Have you ever wondered how money started? The first kinds of money didn't look anything like what we use for money now. This paper will look at how money moved from stuff to the bills and coins we use now. I will include a kind of timeline to show what money was used when.
Before there was money, there was bartering. Bartering is the thing you do when you trade something for something else. Some people think that animals and plants do it! (That is not true!!!) Some people still do bartering, even in America! One time, Mommy traded Miss Pam, her hairdresser, piano lessons for her daughter in exchange for getting her hair done.
9,000--6,00 BC: Cattle
After bartering, there was Cattle, which is anything from cows, to sheep, to camels, are the first and oldest form of money. It is almost bartering, but it is not. After a while, people started using fruits and vegetables, too.
1,200 BC: Cowrie shells
After cattle, there were Cowrie shells. A Cowrie shell is a small clam shell. It was first used in China. Many countries have used cowries as money, and even as recently as the middle of (the twentieth) century. Cowries have also been used in some parts of Africa. The Cowrie is the most widely and longest used money in history.
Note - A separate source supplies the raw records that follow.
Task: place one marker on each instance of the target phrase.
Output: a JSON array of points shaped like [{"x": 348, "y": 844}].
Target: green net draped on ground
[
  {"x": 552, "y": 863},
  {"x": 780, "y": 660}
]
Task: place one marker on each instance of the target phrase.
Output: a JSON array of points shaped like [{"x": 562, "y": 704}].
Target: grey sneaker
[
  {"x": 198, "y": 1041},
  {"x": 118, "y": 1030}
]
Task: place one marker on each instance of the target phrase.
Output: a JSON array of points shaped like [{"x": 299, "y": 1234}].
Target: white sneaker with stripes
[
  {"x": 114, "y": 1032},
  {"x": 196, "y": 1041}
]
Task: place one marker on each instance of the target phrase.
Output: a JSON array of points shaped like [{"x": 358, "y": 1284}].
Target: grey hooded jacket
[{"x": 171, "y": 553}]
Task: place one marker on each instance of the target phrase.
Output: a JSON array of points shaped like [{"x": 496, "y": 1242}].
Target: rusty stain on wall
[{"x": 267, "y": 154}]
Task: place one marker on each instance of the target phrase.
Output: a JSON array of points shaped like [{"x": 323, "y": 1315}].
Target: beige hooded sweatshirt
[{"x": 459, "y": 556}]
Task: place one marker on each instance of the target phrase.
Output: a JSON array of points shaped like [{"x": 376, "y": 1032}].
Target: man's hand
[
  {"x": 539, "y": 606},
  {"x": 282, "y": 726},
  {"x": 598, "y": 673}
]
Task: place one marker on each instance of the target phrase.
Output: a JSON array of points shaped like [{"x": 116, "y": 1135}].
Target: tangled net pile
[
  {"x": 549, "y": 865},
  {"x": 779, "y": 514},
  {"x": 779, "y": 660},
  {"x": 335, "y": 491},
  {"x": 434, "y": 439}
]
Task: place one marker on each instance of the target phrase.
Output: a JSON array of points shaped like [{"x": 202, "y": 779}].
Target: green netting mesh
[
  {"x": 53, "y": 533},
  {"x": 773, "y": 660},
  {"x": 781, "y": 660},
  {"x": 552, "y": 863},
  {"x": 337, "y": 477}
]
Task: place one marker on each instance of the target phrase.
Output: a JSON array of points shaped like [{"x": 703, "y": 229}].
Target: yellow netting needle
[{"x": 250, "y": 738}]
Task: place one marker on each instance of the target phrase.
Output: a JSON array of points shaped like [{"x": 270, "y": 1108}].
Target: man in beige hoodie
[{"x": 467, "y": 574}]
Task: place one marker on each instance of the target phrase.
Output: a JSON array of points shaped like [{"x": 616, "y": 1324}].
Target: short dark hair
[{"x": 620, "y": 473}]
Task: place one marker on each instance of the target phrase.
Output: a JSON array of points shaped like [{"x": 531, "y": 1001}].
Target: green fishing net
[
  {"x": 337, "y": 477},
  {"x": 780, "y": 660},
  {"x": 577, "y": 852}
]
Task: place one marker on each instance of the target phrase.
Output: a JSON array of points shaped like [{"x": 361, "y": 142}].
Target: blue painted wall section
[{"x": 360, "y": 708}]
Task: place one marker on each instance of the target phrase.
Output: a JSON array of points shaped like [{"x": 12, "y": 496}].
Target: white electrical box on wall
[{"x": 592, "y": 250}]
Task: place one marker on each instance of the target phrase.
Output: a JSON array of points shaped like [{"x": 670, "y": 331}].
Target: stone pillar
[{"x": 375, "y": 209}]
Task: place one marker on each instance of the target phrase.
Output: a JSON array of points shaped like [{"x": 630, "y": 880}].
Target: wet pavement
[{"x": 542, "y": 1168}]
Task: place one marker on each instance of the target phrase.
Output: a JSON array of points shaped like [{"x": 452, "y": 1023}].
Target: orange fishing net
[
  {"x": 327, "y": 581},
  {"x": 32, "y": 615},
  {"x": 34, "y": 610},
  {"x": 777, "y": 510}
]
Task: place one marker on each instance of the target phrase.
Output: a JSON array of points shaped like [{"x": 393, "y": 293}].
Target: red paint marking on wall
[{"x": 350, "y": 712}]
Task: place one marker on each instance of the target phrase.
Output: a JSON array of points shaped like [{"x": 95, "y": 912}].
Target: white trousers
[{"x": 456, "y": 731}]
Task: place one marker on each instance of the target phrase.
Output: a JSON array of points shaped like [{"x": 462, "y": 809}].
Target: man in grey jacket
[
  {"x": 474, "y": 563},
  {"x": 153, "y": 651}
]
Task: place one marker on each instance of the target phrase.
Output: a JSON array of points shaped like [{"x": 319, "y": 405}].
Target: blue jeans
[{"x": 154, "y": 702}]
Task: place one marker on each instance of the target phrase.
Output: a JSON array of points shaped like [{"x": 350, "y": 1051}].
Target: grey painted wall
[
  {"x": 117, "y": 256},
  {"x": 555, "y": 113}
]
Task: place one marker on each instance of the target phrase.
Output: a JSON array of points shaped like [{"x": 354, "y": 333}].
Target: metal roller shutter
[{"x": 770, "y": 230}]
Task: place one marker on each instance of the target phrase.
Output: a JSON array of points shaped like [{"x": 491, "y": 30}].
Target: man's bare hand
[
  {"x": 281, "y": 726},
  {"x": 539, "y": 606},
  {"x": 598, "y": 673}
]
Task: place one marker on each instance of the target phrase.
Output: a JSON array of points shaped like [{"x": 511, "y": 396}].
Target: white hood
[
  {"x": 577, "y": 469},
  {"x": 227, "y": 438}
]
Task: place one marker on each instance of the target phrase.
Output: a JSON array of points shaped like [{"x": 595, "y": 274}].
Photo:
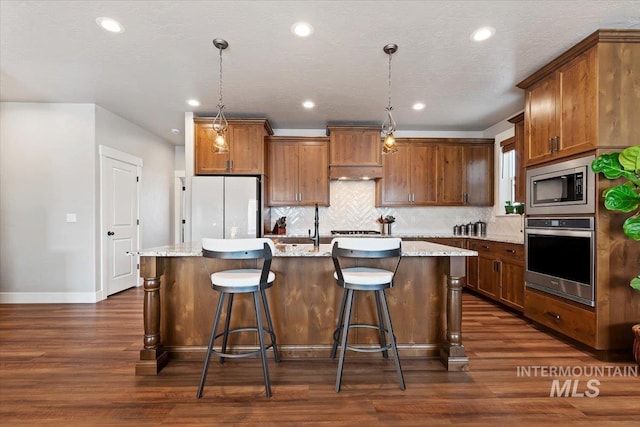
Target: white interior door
[{"x": 119, "y": 224}]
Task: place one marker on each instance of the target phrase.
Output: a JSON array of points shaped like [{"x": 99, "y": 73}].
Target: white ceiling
[{"x": 53, "y": 51}]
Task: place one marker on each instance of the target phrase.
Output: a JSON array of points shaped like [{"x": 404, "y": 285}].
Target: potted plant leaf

1,000 BC: First Metal Money and Coins
After real Cowrie shells, they made bonze and copper Cowrie shells in China at the end of the Stone Age. These were some of the earliest metal coins. Metal tool money, such as knife and spade money, was also first used in China. This early metal money became coins. Chinese coins often had holes so they could be put together like a chain.
500 BC: modern Coinage
After fake cowry shells, people outside of China made the first coins out of lumps of silver! They soon started to look like (the) round coins we use now, and were stamped with various gods and emperors to mark where they were from. These early coins were first used in Lydia, which is part of present-day Turkey, but the techniques were quickly copied and changed by the Greek, Persian, Macedonian, and later the Roman empires. Unlike Chinese coins, which depended on base metals, like copper, these new coins were made from precious metals such as silver, bronze, and gold, which had more value.
118 BC: Leather Money
Leather money was used in China in the form of one-foot-square pieces of white deerskin with colorful borders. This could be considered the first known banknote (dollar).
800-900 AD: The Nose
The phrase, "to pay through the nose" comes form Danes in Ireland, who slit the noses of those who were lazy in paying the Danish poll tax.
806 AD: Paper Currency
The first paper banknote appeared in China. In all, China experienced over 500 years of early paper money, going from the ninth through the fifteenth century. Then, beginning in 1455, the use of paper money in China disappeared for several hundred years.
1535: Wampum
Wampum, which are strings of beads made from clam shells, was first used by North American Indians in 1535. The Indian word, "wampum,: means white, which was the color of the beads.
1816: The Gold Standard
After wampum, gold was first made the standard in England in 1816. Then, they made a bank note worth a certain value of gold. Banknotes had been used in England and Europe for several hundred years before this time, but they were never worth gold. In the united States, the Gold Standard Act was started in 1900, which later led to a bank.
1930: End of the Gold Standard
The massive Depression of the 1930s ended the Gold Standard. In the United States, the gold standard was changed and the price of gold was lowered. The British and International gold standards soon ended as well.
The Present
Today, money continues to change and develop, as evidenced by the new $100 U.S. Ben Franklin bill. The hundred-dollar bill changed in 1996 to make it harder to copy. First, the picture of Ben Franklin was made bigger, and then it was moved to the left, which made it harder to crease his face. They also added more fine lines in the writing on the bill. Another special thing about the $100 bill is the special ink. It is black and green, depending on the light. This ink is only made in America.
The Future: Electronic Money
Digital cash in the form of bits and bytes will most likely become a new money of the future. Businesses are already using this kind of money on the Internet.